校内(教職員間)での意思共有は十分と想像していたのに、同じ質問をしてみたら4割近くの教員の回答が否定的だったケースもあります。


❏ 意図の共有を改めて図ったら、その効果も検証

目的とするところをしっかり理解してもらうことは、その実現を目指して取り組んでいる個々の指導に対する評価も改善します。

教育目標や指導方針をちゃんと伝えることが大切です。

意図の理解が不十分であることがアンケートの結果で判明したら、より良く理解してもらうための具体策を行動に起こす必要があります。

指導の方針を見直し、指導に当たる先生方の目線合わせを行い、意図を丁寧に伝え直すことになりますが、これもやりっぱなしでは改善成果を挙げたかどうかわかりません。

伝える内容や伝え方の改善を図ったら、きちんと伝わったのか、それ以前の集計値と比較を行い、改善成果を確かめる必要があるはずです。


❏ それぞれの立場での捉え方/評価の違いを確かめる

様々な指導方針や教育意図をもって当たっている教育活動や指導の成果についても、生徒や保護者と先生方の間に評価の違いが生じていないか定期的に確かめる必要があろうかと思います。

特色ある教育活動などについても、意欲的に取り組めているか/充足感を得て自分の成長を実感できているかを生徒に訊いてみたら、先生方の見立てとは違う結果が出るかもしれません。

規律ある生活やマナーを守った行動などでも、先生方は「改めるべき問題が多い」と思っていても、生徒や保護者が違う捉え方をしていることがあります。それを見落としては「独り相撲」にならないでしょうか。

同じものを同じ主観でみていないところには、共感も生まれず、どこかに不満がくすぶります。先生方の指導や生徒の行動について、教職員、生徒、保護者がそれぞれどう感じているのか確かめることは、すべての当事者が納得し、満足できる教育活動の実現に繋がっていくはずです。

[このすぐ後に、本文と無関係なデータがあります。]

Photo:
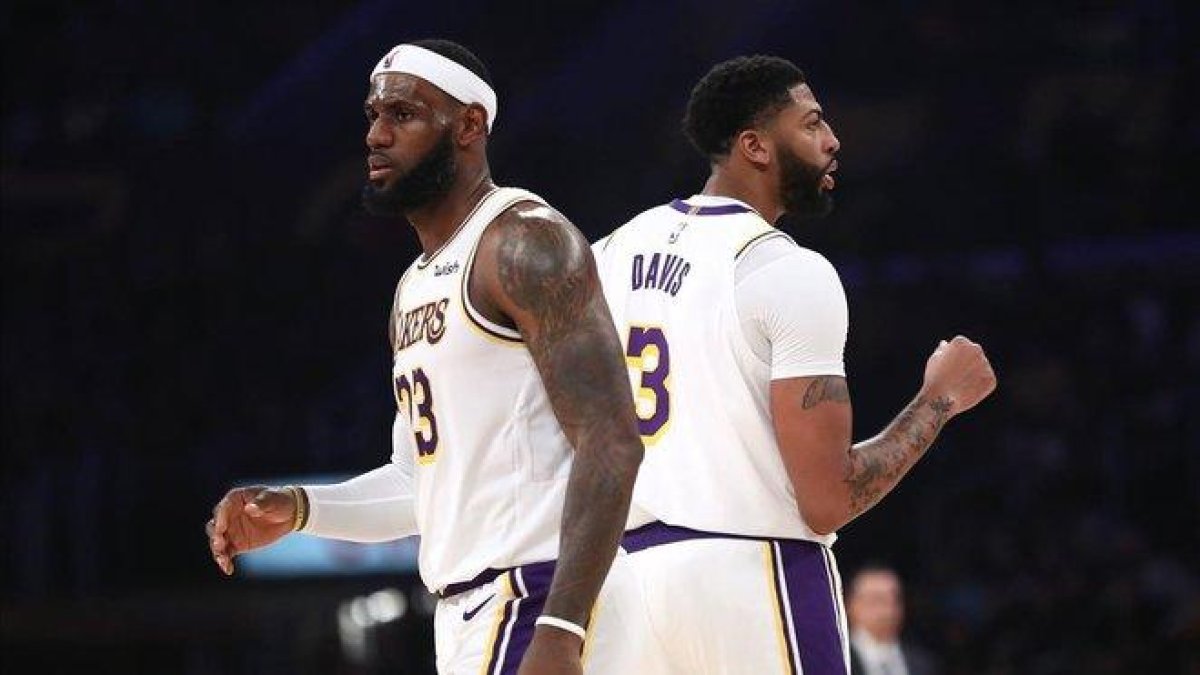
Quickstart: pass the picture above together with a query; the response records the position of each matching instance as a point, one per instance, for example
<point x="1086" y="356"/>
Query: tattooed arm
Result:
<point x="535" y="269"/>
<point x="834" y="481"/>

評価する立場による違いが生じていないかを把握するには、アンケートが最も手軽で効果的な方法であるのは申し上げるまでもありません。


❏ 生活・学習・進路の各領域での行動や姿勢を質す

様々な場面での指導目標には、テストなどで成果を検証できるものもありますが、それ以外のものにも評価の方法を確立しないと、達成検証ができず、その結果に基づく改善に向けた課題形成もできません。

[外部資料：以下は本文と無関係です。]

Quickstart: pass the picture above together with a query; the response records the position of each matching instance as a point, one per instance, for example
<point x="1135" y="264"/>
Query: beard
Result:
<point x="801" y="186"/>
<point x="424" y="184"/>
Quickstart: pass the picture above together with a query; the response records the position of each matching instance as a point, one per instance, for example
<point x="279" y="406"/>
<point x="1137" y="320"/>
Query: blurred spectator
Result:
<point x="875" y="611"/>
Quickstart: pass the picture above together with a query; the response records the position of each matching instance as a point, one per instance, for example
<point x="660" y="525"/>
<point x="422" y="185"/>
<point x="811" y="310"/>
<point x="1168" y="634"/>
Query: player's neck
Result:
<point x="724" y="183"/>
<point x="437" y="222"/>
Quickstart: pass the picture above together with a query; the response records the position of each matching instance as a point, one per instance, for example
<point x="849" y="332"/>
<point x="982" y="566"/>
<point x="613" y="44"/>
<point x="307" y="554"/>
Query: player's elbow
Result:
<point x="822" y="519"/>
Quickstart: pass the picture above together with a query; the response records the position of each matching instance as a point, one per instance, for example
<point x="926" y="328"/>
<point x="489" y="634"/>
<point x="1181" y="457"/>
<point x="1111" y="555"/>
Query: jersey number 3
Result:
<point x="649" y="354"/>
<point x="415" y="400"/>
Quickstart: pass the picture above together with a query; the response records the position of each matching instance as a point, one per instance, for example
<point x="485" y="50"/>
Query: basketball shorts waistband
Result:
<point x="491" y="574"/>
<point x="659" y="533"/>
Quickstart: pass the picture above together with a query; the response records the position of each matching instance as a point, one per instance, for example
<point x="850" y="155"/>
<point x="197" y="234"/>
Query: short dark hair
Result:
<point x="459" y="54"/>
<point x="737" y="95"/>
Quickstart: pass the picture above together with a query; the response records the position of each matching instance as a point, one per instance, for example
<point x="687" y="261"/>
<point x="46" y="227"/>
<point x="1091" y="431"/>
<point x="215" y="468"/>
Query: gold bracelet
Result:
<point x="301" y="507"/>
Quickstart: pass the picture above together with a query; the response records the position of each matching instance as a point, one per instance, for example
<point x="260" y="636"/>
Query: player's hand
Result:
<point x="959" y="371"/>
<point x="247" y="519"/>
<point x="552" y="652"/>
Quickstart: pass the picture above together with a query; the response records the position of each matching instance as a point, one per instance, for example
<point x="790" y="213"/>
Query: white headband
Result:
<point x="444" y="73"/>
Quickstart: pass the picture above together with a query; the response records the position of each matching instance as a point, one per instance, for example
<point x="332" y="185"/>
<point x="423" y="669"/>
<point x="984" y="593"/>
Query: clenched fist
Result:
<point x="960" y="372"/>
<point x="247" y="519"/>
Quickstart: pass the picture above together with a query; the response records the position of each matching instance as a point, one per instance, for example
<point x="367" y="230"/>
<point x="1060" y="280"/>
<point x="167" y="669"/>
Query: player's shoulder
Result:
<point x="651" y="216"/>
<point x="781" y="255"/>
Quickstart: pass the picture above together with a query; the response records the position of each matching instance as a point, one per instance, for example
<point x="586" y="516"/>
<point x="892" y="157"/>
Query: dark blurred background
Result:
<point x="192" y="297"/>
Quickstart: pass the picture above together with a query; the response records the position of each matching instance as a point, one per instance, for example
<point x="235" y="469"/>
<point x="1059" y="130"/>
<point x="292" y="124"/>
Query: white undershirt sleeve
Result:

生活・学習・進路の各領域での行動や姿勢について、生徒の自己認識や保護者の目での評価をアンケートを通じて確かめていきましょう。

  • 日々の生活を自律的・計画的に送れるようになった
  • 課題意識をもって学びに取り組むようになった
  • 自分の未来を拓くために今何をすべきか分かるようになった

こうした問いに「そう思う~そう思わない」などで答えてもらえば、回答の分布の変化から生徒側での意識変化の様子が把握できます。

ここで得られたデータと、先生方がルーブリック(観点別の段階的な評価規準)などを用いた評価結果を突き合わせてみると、双方のズレからこれまでの指導のあり方や評価方法の見直しができることもあります。


❏ 集計結果で改善成果の確認&優良実践の共有

下図は、ある学校でのクラス別集計値(如上の質問の3番目)の分布の変化を箱ひげ図で追跡したものです。(データが古くてすみません)

画像
グラフを見れば、回を重ねるごとに改善が進んだ様子は一目瞭然です。

アンケートに答えることで、生徒に振り返りの機会を与えたことが、改善の一因になった部分(「質す」は「正す」に通じます)はあっても、指導に当たる先生方の具体的な行動がなければ、これだけの改善が積みあがるわけもありません。

この学校では、毎回の集計結果で箱ひげ図を描き、上側のひげに含まれる「高い評価を得たクラス」を特定し、そこでの実践を学年内外で共有した上で、それをベースに先生方の協働で指導法にブラッシュアップを図り続けたことが、この「成果」に繋がりました。


❏ 教育の成果を正しく伝え、理解者と協力者を増やす

このようなデータを用意できれば、学校が取り組んでいることの成果を校内外に示すことができます。

不断の努力でより良い教育を実現できている姿に、各ステークホルダーからの好意的な評価も得られ、理解者や協力者も増えていきます。

以前の記事「学校広報の充実に"校内記者"」でも書いたことですが、施設の更新や新しいシステムの導入などの場合に比べ、教育活動の成果や進捗を伝えるのは、多くの学校が苦手にしているように感じます。

教育活動の改善を図ってから、進学実績などの「目に見える効果」が数字に現れるのには、当然のことながら一定のタイムラグが生じます。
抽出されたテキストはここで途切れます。